Dr. Rena Conti, Assistant Professor of Health Policy and Economics at the University of Chicago: 

“This is a global business for generic manufacturers. So there’s a limited supply of the drugs that they’re producing across the entire world. I think importing is not going to solve the problem in the long-term because, again, it will not increase the supply of these therapies over the entire world. It will just redistribute drugs from us to other places or from other places to us. Secondly, the more you increase demand for these therapies in the short-term through these types of redistributions, the more the prices are going to rise.”

 

Sen. John Thune (R-SD):

“Okay. Dr. Cobb, some of the experts on the panel have indicated that both Medicare reimbursements and oncology practitioners favor the use of new drugs versus generics. One, do you believe that to be true? Two, if so, how much of that decision on a practitioner’s level is based upon the concern of supply shortages or limited quantities of perhaps older generic drugs?”

 

Dr. Patrick Cobb, Frontier Cancer Center and Blood Institute:

“Certainly, the reimbursement situation that was put forward by the Medicare Modernization Act of 2003 has changed the practice dynamic significantly.
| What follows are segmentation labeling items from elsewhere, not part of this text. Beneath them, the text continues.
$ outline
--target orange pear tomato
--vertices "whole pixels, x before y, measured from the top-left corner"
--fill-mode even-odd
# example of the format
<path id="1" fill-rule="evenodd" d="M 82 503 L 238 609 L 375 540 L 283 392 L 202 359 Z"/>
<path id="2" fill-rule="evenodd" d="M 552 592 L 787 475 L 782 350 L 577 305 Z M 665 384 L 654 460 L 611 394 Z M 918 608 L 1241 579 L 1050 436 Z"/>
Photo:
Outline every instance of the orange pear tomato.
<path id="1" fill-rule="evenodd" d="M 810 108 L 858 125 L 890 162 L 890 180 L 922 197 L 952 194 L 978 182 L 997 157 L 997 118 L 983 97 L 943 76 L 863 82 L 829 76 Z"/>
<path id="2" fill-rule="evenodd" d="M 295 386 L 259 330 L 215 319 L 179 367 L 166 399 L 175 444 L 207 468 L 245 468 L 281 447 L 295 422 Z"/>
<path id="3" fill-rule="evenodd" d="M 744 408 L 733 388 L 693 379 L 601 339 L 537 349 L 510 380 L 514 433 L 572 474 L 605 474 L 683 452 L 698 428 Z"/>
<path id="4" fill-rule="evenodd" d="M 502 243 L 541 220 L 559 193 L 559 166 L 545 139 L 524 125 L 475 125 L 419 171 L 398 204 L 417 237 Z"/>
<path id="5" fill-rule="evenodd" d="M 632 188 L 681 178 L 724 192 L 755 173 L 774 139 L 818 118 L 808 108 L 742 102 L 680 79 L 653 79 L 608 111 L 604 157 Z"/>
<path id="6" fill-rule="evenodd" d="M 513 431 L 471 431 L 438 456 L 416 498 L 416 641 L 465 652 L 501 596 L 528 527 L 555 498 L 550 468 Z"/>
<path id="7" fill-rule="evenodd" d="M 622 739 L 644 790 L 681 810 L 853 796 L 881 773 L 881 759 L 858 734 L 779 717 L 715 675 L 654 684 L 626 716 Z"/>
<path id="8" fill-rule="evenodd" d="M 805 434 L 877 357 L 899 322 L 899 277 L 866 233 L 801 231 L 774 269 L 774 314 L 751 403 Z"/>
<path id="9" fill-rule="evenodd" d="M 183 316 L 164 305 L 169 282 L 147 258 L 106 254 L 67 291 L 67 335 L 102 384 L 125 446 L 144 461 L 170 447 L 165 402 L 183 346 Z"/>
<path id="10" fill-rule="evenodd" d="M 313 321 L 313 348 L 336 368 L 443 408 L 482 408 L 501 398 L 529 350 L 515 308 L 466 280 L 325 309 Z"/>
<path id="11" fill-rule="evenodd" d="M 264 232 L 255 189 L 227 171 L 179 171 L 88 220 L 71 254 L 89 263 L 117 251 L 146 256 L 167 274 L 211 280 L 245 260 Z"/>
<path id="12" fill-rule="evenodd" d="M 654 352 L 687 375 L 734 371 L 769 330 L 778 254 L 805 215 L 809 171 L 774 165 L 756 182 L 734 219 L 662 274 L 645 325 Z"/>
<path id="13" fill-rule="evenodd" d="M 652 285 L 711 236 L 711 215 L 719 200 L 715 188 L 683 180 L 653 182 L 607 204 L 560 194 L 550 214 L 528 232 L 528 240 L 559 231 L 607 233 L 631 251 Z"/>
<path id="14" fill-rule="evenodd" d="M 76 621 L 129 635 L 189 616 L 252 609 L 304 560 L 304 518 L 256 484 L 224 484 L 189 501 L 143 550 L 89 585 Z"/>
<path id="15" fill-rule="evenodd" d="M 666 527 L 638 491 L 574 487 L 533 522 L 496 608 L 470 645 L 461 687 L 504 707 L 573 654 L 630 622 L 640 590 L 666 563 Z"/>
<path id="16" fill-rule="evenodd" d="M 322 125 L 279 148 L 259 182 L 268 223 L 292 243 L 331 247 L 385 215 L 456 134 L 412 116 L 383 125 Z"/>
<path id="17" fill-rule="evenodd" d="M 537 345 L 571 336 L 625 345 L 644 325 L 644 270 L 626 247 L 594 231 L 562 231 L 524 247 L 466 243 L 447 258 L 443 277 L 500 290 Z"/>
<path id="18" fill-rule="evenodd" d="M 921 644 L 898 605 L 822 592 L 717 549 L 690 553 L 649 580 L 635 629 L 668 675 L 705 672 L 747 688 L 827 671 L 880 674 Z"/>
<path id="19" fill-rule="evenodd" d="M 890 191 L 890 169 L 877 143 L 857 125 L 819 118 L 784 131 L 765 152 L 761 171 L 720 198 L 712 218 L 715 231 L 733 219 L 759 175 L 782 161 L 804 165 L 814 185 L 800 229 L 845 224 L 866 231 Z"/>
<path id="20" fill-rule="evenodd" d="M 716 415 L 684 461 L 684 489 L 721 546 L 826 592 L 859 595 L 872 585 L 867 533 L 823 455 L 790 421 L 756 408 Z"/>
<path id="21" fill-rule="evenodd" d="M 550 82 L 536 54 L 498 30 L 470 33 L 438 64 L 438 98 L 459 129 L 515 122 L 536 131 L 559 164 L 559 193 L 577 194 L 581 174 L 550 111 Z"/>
That being said, there are not that many A versus B substitutions that can be made. A lot of the generic drugs that are out – there are no substitutions for a brand name. The example that I gave of the patient with colon cancer where you can substitute Fusilev for Leucovorin – that’s more of the exception rather than the rule. Same thing goes for brand name drugs. Often times, there are no substitutions for this. For instance, for Herceptin, there aren’t any generic forms of Herceptin or anything that works like that.

“So the economics do play a role. I run a small business. I hire and employ 65 people in Montana and Wyoming. It does factor into it. There’s no question. But the decision comes up less than you would think.”